Did Richard Lapointe expertly torture, tie up, rape and murder 88-year-old Bernice Martin and set her apartment on fire during a break from his Sunday evening TV watching on March 8, 1987?
I don’t know what happened. But I cannot see how this gullible former dishwasher with Dandy-Walker syndrome committed the brutal felony murder he was convicted of in 1992.
There was no motive. There was no evidence of any history of violent behavior.
There was a man with an IQ of 80, with a syndrome that makes him easily manipulated. There were police investigators who thought nothing of exploiting this.
Shameful doesn’t begin to describe this travesty.
The most controversial aspects of the Lapointe conviction have been on display all week in Judge John Nazzaro’s court. Nazzaro —who has listened intently and closely questioned witnesses — must decide whether Lapointe deserves a new trial based on whether certain evidence was suppressed.
We’ve heard about the pathetic performance of his original lawyers, who failed to exploit a pubic hair found on the victim’s clothing that didn’t belong to Lapointe or Martin, who virtually ignored the significance of a pair of gloves found at the murder scene belonging to neither Lapointe nor Martin.
I cannot know what lurks behind Lapointe’s bland demeanor.
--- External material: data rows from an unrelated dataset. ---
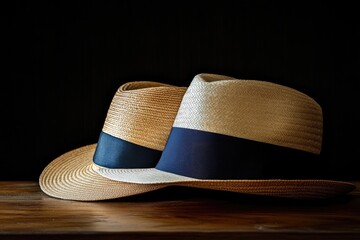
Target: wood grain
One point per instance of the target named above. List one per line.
(174, 213)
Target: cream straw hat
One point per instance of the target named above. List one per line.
(245, 136)
(134, 134)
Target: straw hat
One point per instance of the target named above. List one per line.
(134, 134)
(243, 136)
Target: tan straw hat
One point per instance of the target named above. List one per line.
(134, 134)
(245, 136)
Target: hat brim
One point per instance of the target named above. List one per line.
(297, 189)
(72, 177)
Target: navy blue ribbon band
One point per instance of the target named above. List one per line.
(112, 152)
(205, 155)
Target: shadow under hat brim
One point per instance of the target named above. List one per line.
(296, 189)
(72, 177)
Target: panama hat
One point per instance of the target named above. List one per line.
(134, 134)
(245, 136)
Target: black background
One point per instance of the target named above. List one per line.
(63, 62)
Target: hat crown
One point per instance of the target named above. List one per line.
(143, 112)
(252, 109)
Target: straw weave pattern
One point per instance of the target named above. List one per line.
(254, 110)
(143, 113)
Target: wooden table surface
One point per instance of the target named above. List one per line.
(174, 213)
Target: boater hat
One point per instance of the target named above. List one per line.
(135, 131)
(245, 136)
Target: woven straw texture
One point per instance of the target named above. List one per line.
(254, 110)
(248, 109)
(71, 177)
(143, 113)
(140, 112)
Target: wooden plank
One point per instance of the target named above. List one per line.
(174, 213)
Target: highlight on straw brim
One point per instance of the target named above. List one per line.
(295, 189)
(79, 181)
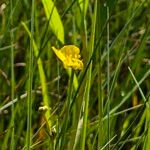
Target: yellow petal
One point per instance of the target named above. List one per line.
(69, 55)
(59, 54)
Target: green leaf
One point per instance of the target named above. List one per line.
(55, 21)
(83, 5)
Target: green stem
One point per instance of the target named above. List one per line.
(29, 113)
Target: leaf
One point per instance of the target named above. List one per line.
(83, 5)
(55, 21)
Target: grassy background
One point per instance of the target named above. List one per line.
(104, 106)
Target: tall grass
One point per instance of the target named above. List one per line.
(105, 105)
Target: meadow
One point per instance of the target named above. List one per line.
(75, 74)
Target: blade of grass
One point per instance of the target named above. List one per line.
(12, 81)
(30, 80)
(55, 22)
(46, 99)
(108, 79)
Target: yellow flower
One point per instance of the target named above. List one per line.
(70, 56)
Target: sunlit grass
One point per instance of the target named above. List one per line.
(94, 95)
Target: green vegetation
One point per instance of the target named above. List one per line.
(104, 105)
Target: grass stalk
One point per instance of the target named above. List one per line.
(30, 71)
(108, 79)
(12, 81)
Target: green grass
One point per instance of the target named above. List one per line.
(104, 106)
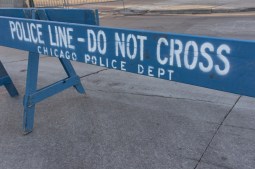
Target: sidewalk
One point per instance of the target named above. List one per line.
(180, 6)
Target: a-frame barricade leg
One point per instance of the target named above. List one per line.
(7, 82)
(34, 96)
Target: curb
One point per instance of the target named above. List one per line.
(132, 11)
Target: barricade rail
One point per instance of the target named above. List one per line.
(216, 63)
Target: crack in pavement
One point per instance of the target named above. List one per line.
(166, 97)
(225, 117)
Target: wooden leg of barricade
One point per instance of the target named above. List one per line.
(34, 96)
(7, 82)
(31, 86)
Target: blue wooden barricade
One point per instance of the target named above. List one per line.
(32, 95)
(6, 81)
(215, 63)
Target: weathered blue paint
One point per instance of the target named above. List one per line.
(32, 95)
(221, 64)
(7, 82)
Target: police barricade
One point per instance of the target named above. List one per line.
(7, 82)
(215, 63)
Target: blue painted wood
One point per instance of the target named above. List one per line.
(32, 95)
(7, 82)
(216, 63)
(31, 87)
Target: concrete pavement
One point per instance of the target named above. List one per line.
(127, 121)
(136, 7)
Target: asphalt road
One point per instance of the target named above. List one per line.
(238, 25)
(127, 121)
But 21 years later, it is difficult to hear about the “confessions” that Manchester police extracted from a man his lawyers and friends say will believe what you tell him to believe.
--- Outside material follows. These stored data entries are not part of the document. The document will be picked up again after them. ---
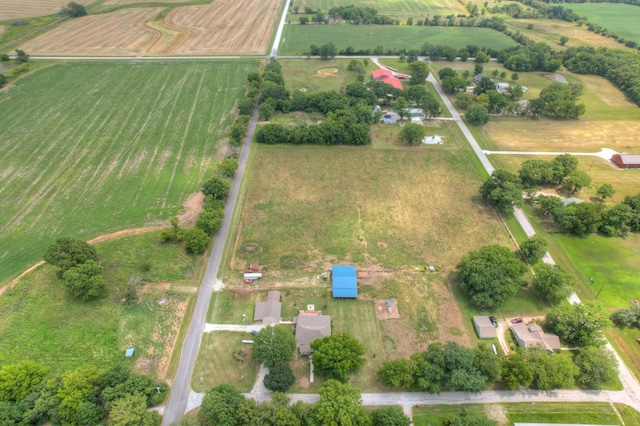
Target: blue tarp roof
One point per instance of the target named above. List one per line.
(344, 281)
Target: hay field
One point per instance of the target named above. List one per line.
(307, 206)
(416, 8)
(13, 9)
(221, 28)
(114, 146)
(550, 31)
(120, 33)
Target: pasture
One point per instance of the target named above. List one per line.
(115, 146)
(418, 9)
(14, 9)
(219, 28)
(39, 323)
(296, 39)
(621, 19)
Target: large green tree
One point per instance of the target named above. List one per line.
(219, 405)
(340, 404)
(490, 276)
(552, 283)
(502, 190)
(337, 355)
(67, 252)
(579, 324)
(84, 281)
(274, 346)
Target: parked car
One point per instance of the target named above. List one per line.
(493, 321)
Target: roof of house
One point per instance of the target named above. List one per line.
(532, 334)
(344, 281)
(310, 328)
(386, 76)
(270, 311)
(485, 329)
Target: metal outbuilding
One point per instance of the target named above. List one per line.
(344, 282)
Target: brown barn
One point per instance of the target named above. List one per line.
(627, 161)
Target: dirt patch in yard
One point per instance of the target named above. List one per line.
(382, 311)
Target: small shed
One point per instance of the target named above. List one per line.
(484, 328)
(344, 282)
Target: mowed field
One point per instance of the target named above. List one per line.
(12, 9)
(297, 38)
(415, 8)
(114, 146)
(221, 28)
(621, 19)
(307, 206)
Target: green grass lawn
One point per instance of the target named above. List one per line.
(548, 412)
(215, 363)
(114, 146)
(621, 19)
(38, 322)
(296, 39)
(415, 8)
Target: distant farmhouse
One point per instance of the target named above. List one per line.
(310, 325)
(626, 161)
(269, 312)
(386, 76)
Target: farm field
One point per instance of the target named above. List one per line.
(39, 323)
(13, 9)
(547, 412)
(296, 39)
(621, 19)
(405, 8)
(219, 28)
(126, 153)
(550, 31)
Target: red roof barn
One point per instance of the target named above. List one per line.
(626, 161)
(386, 76)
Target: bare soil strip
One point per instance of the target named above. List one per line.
(12, 9)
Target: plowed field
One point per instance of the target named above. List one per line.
(222, 28)
(119, 33)
(12, 9)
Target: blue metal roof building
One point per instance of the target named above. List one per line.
(345, 285)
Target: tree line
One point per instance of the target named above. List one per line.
(32, 394)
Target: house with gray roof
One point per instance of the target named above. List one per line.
(309, 327)
(528, 335)
(269, 312)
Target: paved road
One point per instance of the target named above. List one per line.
(181, 387)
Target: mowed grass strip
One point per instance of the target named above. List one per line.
(416, 8)
(621, 19)
(92, 148)
(39, 322)
(311, 205)
(298, 38)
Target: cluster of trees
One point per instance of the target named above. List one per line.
(450, 366)
(31, 394)
(79, 267)
(339, 404)
(73, 9)
(274, 347)
(588, 217)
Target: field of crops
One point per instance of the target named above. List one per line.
(415, 8)
(621, 19)
(93, 148)
(296, 39)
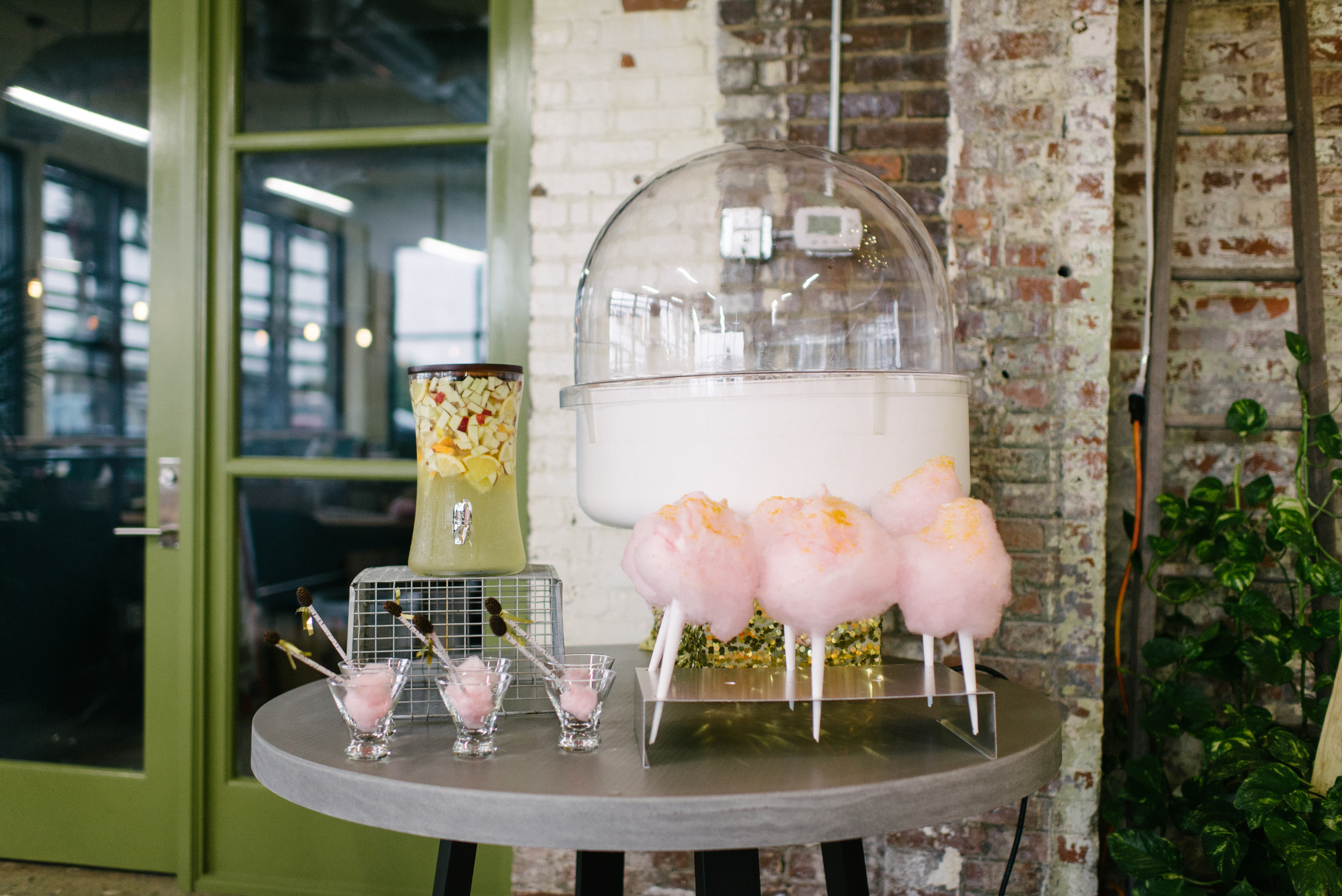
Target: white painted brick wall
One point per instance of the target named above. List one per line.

“The police had intentionally tricked Mr. Lapointe,” one of his lawyers at the 1992 trial, Public Defender Patrick J. Culligan, reminded Nazzaro when he testified this week. Manchester police investigators created phony props and false information “for the purpose of persuading Mr. Lapointe that the police had assembled evidence of his guilt.”
Lapointe has a malformed brain. He is easily duped.
No wonder police made no audio or video recording of their nine-hour interrogation of Lapointe. When they interviewed Lapointe’s wife, police surreptitiously taped the entire encounter.
On Thursday, with Karen Martin, now Lapointe’s ex-wife, on the stand, lawyers played her July 4, 1989, recorded interview with police Officer Michael Morrissey. As Martin, who is disabled herself, defended Lapointe, Morrissey told her “we are not looking to sell him down the river and write him off.”
“I am looking for an explanation here, Karen,” Morrissey told her. “I don’t want to bring you into it.”
Unsettling contradictions between Lapointe’s confessions and the reality of the crime scene have never been clarified. Lapointe said that Martin wore a pink housecoat and they drank a cup of coffee before the murder, which Lapointe said occurred on a couch.
Bernice Martin wore a blue sweater and dark slacks that night. No coffee cup was ever recovered from the crime scene. The murder occurred on her bed, where a violent struggle took place. Lapointe said he strangled Martin with his hands, but the medical examiner said she was asphyxiated with a blunt object.
The discovery that the state didn’t reveal critical notes from a police investigator that suggest a “possible” 30- to 40-minute burn time for the fire — evidence that supports Lapointe’s alibi — was what brought the Lapointe case back to court this week.
State prosecutors spent the week meticulously challenging this. Former investigators called to testify about this critical evidence came down with a case of forgetfulness on the witness stand.
All of this can make you believe that something really ugly happened to Lapointe.
“We want the judge to understand that the state’s case against him is not solid. Richard Lapointe could not have committed it,” said Kate Germond, associate director and investigator with Centurion Ministries, whose lawyers are representing Lapointe.
“The Richard Lapointe story really ought to be titled ‘They Should’ve Been Ashamed,'” Germond said. Police “knew they could get an easy confession. A confession trumps everything.”
We think justice is about assessing right and wrong. Without dramatic action from the judge, the Lapointe case will remain a decadeslong miscarriage of justice.